Savory Pumpkin & Squash Recipe Challenge Recipe #12
This is the second of two submissions by contributor Ashley Blom, author, food blogger and she’s also been featured on this blog as a Real Home Cook. Learn more about her here. Here’s her other submission to the challenge, Pumpkin Risotto with Roasted Garlic.
Vegan Low Carb Pumpkin Sage Bisque
- 1 small sugar pumpkin (~2 lbs) peeled, seeded, and cooked through
- 2 large carrots, peeled and diced
- 1 onion, diced
- 3 cloves garlic, diced
- 1 quart vegetable broth
- 3 leaves sage, chopped fine
- 1 tsp sriracha
- 1 can coconut cream
- pinch of nutmeg
- salt and pepper
- 1 tbs olive oil + 1 tbs margarine or butter substitute
- -n a large saucepan, melt the butter and warm the olive oil over medium heat. Add the onion, carrots, and garlic and cook until onions are translucent.

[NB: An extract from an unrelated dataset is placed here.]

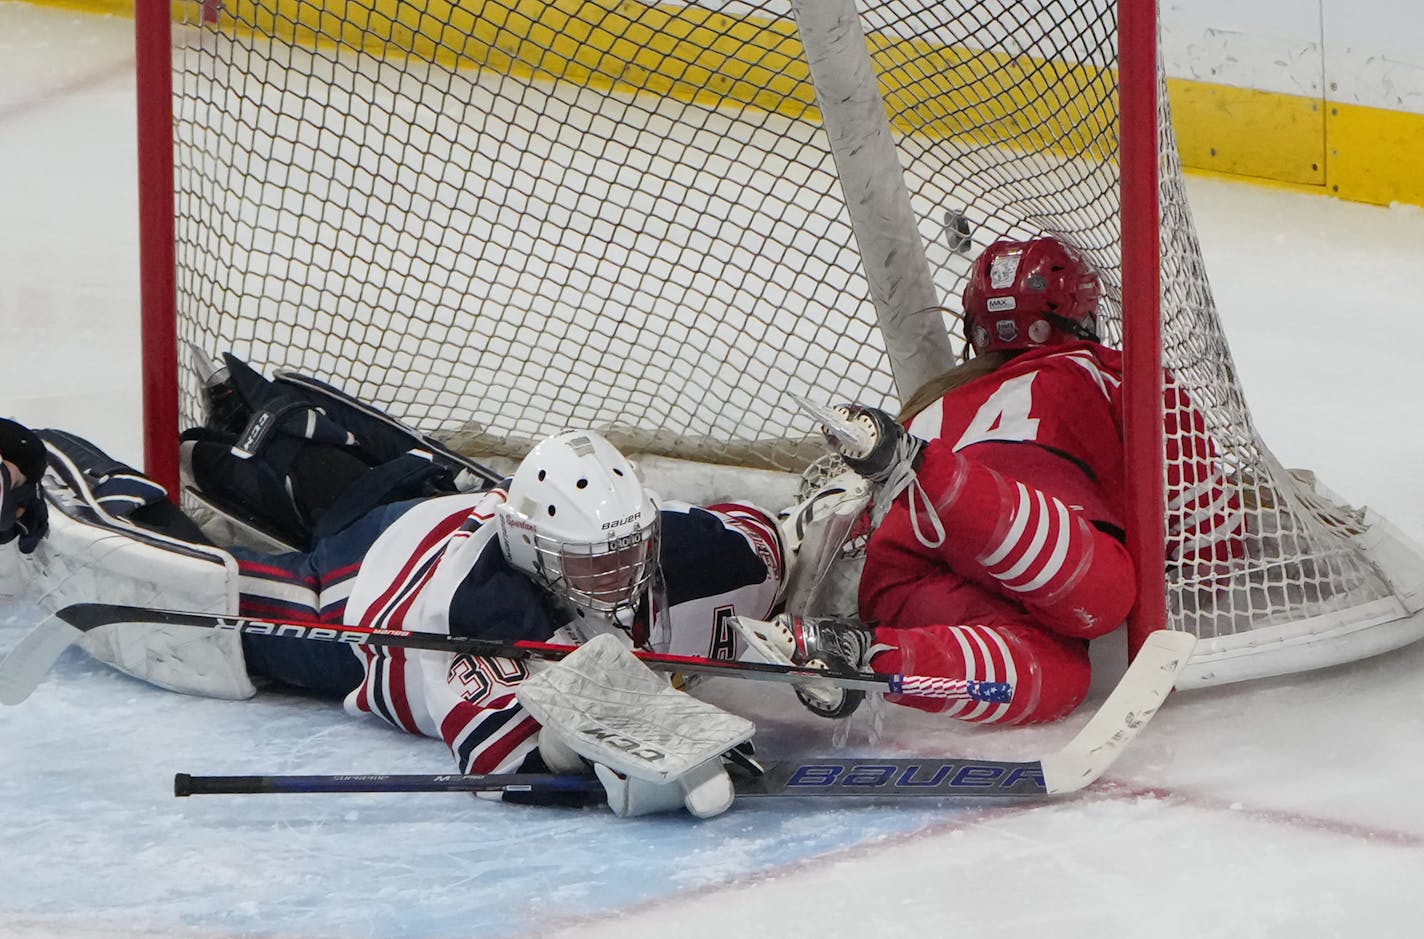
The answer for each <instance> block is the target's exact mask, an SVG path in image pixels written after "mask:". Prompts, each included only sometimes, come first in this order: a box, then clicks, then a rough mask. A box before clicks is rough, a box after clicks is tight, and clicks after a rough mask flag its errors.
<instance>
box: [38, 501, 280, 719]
mask: <svg viewBox="0 0 1424 939" xmlns="http://www.w3.org/2000/svg"><path fill="white" fill-rule="evenodd" d="M71 496H73V493H70V492H68V490H66V492H64V493H60V494H58V497H57V499H51V500H50V533H48V536H47V537H46V539H44V540H43V541H41V543H40V546H38V547H37V549H36V551H34V554H31V556H30V557H28V559H23V561H27V563H21V571H20V573H21V577H23V581H24V593H26V596H28V597H33V598H36V600H37V603H38V604H40V606H41V607H43V608H46V610H50V611H53V610H58V608H61V607H66V606H68V604H71V603H94V601H97V603H115V604H128V606H142V607H157V608H165V610H188V611H194V613H222V614H229V613H236V611H238V564H236V560H235V559H234V557H232V556H231V554H228V553H226V551H224V550H219V549H216V547H211V546H199V544H188V543H187V541H179V540H177V539H169V537H165V536H161V534H154V533H150V531H147V530H142V529H138V527H137V526H131V524H128V523H125V522H124V520H115V519H111V517H107V516H101V514H97V513H93V512H90V510H88V509H87V507H85V506H83V500H78V502H75V500H74V499H71ZM71 512H73V513H74V514H73V516H71V514H70V513H71ZM74 516H78V517H74ZM80 645H81V647H83V648H84V650H85V651H87V653H88V654H90V655H93V657H94V658H97V660H100V661H103V663H107V664H110V665H112V667H114V668H118V670H120V671H122V673H125V674H130V675H132V677H134V678H140V680H142V681H147V683H150V684H154V685H158V687H159V688H167V690H169V691H181V692H184V694H198V695H205V697H212V698H229V700H235V698H249V697H252V695H253V694H256V688H253V687H252V681H251V678H249V677H248V671H246V663H245V660H244V657H242V637H241V635H238V634H236V633H231V631H226V630H221V631H219V630H202V628H194V627H184V626H155V624H148V623H135V624H122V623H121V624H115V626H107V627H103V628H100V630H94V631H93V633H88V634H85V635H84V638H83V640H80Z"/></svg>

- Add the pumpkin, sage, nutmeg, and broth (you may need more or less, enough to cover the veggies by a little less than an inch) and bring to a boil. Reduce heat and simmer for ten minutes.
- When carrots are tender, puree the soup with an immersion blender or in batches in a food processor. Add sriracha, salt, and pepper to taste.
- Add coconut cream, slowly, mixing constantly, until soup is at desired creaminess. Top with a dollop of condensed coconut cream or sour cream.